Nate, great to see you.

**Nate Soares** (3:04)
Thanks for having me.

**Nate Hagens** (3:05)
Welcome to the show. You know, it's odd. It is November 11th, and I was just outside on a beautiful autumn day chopping firewood for the winter with my dogs. It's just a glorious day, and I knew this conversation with you was around the corner, and we're going to talk about serious stuff, and it's just such a polarized thing that we can enjoy the beauty of life, and then talk about its possible demise because of technology. I used a splitter and a chainsaw and an ax, and boy, we've come a long way from those tools already. So you and Eliza Yudkowsky have just published a book, If Anyone Builds It, Everyone Dies, with the it being artificial superintelligence. And more and more, I'm realizing that the future of AI or ASI is hard to separate from the central topics of this show, which is trying to prepare for society for kind of an abrupt shift to the way things have been going in recent decades in the near future. So let's start with the punchline of your book.
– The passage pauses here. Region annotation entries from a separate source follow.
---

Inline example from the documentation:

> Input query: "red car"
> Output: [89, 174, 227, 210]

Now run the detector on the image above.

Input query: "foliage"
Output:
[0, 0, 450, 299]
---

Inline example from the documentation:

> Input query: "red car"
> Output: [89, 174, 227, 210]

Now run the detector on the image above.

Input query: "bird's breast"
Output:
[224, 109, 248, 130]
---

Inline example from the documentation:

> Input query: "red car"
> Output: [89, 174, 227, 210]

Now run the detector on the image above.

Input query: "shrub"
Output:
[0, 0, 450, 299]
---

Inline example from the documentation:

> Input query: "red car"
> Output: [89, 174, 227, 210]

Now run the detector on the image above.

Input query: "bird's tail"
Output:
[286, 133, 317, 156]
What are the primary vital risks that artificial intelligence poses that you'd like everyone to understand?

**Nate Soares** (4:31)
The first piece to understand about the danger of artificial superintelligence is that superintelligence is a sort of a different ballgame from the chatbots of today. So by superintelligence, we mean an AI that is better than every human at every mental task.
That in particular would include tasks of developing technology, of developing better AIs. And the AIs aren't there yet, but this is the explicitly stated goal of many of these AI companies to sort of rush towards this smarter AI, which would, if they managed to keep a leash on it, automate all human labor and radically change the world. And one of the main arguments of my book is that nobody would be able to keep a leash on it, not if it's made anything with anything remotely like the current technology. And so if that is developed using anything remotely like today's technology, I think the most likely outcome is that literally everybody on earth will die.